In stock news, shares of CVS are on the move in the early session. The healthcare megacorporation said revenue and EPS are better than expected and shares advanced 2.5%. Reports due out after the close of the session include Qualcomm, Expedia, TripAdvisor, Fox, and Papa John’s.
In economic news, U.S. 3rd quarter Unit Labor Costs rose 3.6%. This is more than 1.25% above consensus and points to tightening labor markets. Labor shortages are driving up the cost of employees through wages, incentives, and other compensations. On the industrial front, Industrial Production fell -0.3% versus an expected +0.9% as trade war conditions cut into activity.
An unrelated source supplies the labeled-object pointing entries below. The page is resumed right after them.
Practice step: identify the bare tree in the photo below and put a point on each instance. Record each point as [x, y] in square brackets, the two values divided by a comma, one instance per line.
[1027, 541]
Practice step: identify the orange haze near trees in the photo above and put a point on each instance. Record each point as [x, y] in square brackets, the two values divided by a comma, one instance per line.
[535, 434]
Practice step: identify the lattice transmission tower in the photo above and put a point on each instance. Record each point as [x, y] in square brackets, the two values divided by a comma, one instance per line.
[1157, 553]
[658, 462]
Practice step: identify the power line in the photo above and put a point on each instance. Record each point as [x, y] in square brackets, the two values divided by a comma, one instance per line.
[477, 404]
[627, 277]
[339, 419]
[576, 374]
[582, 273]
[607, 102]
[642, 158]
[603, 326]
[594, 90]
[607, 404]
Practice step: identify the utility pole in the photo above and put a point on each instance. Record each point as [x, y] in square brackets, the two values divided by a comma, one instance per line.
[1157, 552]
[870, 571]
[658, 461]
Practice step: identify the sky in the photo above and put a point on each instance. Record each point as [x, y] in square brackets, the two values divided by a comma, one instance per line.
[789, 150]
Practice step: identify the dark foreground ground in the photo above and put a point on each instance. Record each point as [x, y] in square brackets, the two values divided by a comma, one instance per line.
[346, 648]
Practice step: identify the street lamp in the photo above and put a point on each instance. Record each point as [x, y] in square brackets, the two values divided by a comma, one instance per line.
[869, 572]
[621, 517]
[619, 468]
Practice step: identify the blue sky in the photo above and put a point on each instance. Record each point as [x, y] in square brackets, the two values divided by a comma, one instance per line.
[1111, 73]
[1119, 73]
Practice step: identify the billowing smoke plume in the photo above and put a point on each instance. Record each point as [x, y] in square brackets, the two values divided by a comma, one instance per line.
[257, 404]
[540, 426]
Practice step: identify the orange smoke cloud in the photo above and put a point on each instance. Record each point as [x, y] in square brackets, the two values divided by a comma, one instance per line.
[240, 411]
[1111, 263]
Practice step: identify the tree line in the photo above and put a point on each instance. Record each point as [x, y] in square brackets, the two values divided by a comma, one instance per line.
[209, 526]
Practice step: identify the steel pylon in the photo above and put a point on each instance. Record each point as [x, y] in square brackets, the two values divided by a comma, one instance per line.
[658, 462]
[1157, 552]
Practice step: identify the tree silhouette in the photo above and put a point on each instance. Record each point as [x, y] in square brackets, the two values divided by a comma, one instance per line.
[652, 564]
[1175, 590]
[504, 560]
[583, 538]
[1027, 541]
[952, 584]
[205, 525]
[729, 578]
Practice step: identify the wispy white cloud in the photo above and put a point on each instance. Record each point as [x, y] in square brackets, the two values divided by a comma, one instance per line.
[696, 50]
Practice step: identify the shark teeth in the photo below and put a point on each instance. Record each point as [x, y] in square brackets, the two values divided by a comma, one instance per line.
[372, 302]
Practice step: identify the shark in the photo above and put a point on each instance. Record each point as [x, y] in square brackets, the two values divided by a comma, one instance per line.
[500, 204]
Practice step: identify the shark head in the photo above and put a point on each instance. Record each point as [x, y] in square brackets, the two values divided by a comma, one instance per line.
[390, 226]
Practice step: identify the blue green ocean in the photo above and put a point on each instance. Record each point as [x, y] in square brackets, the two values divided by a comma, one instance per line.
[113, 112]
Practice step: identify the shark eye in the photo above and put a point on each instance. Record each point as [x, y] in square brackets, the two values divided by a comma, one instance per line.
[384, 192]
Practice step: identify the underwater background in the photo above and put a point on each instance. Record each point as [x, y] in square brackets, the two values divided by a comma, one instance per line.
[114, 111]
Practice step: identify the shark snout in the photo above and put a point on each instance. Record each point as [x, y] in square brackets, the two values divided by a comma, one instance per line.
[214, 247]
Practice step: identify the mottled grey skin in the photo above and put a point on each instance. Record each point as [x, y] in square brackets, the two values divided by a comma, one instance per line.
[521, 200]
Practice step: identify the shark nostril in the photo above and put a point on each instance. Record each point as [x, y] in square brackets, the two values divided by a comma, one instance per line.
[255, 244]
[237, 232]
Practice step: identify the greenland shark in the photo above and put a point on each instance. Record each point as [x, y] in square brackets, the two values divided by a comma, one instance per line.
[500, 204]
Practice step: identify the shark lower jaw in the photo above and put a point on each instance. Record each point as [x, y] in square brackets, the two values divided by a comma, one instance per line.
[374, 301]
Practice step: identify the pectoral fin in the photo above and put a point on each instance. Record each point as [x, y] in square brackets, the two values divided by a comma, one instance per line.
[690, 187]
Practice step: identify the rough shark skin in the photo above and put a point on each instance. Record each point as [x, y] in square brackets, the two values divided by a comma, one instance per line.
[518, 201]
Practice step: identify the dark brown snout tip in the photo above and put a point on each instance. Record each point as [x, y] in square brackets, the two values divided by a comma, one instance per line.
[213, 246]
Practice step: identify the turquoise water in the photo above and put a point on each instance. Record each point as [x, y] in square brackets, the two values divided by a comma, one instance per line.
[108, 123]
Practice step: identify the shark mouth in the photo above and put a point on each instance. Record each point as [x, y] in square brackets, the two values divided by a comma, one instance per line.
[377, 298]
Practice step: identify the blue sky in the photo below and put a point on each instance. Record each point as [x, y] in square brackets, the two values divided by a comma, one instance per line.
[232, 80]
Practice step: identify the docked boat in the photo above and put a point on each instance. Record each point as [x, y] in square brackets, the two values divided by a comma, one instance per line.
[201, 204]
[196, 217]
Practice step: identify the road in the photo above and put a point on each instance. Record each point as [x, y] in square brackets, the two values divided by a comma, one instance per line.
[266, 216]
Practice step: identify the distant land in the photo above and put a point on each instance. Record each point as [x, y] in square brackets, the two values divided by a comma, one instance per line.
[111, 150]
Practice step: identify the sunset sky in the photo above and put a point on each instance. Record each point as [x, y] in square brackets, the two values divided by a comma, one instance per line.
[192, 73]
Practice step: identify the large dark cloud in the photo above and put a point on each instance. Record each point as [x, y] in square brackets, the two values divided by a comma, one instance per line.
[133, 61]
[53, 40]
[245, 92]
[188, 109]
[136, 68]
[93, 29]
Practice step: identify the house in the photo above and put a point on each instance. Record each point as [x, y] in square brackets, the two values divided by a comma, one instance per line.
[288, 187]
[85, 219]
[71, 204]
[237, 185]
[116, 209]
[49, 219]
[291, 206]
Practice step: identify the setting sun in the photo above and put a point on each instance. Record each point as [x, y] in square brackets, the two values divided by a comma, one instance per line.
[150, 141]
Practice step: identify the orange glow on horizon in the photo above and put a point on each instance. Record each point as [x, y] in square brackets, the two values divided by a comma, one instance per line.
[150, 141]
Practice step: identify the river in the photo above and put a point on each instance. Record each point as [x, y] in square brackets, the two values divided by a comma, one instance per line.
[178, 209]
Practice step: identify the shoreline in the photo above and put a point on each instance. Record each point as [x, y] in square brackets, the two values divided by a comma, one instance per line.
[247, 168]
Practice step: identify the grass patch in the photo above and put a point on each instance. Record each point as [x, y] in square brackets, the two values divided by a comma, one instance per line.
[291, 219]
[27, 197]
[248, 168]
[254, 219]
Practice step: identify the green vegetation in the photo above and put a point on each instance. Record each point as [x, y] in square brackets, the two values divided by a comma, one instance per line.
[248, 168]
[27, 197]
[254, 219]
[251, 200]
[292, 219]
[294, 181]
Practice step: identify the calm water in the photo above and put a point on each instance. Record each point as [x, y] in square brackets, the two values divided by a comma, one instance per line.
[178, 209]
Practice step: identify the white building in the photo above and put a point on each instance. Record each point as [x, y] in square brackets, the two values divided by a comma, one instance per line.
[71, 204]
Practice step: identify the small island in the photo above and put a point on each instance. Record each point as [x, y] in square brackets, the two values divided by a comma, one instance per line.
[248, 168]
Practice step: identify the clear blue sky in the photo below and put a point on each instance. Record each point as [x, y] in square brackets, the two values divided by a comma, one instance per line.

European Markets Are Cautiously Higher
The EU markets are cautiously higher at midday on Wednesday. The CAC is in the lead with a gain of 0.40% while the DAX and FTSE trail with gains closer to 0.1%. The move is driven by a better than expected read on PMI which shows expansion and acceleration within the EU economy. The Markit PMI for the Eurozone came in at 50.6 and up 0.5 from the previous month. Locally, however, the news is less good. The German economy remains in contraction.
In stock news, shares of Societe Generale are up more than 5.5% after it reported earnings. The bank says revenue and earnings fell slightly short of estimates but its cash position is very healthy. Adidas shares are down -3.0% after the shoemaker beat consensus. The problem is that, despite the beat, Adidas provided weak guidance that failed to impress investors.
Asia Mixed, Trade Concerns Come To Fore
Asian markets are mixed at the end of Wednesday’s session. The Nikkei, Hang Seng, and Kospi are all modestly higher while the Shanghai and ASX are both down near -0.50%. The biggest cause for concern is the apparent stumbling block in trade negotiations. It is likely a deal will be signed, the question is when and what will it contain? In China, the PBOC set the midpoint for the yuan at its strongest level in three months. The decrease in yuan value is possibly a warning to the U.S., remove the September tariffs so we can make a deal or else.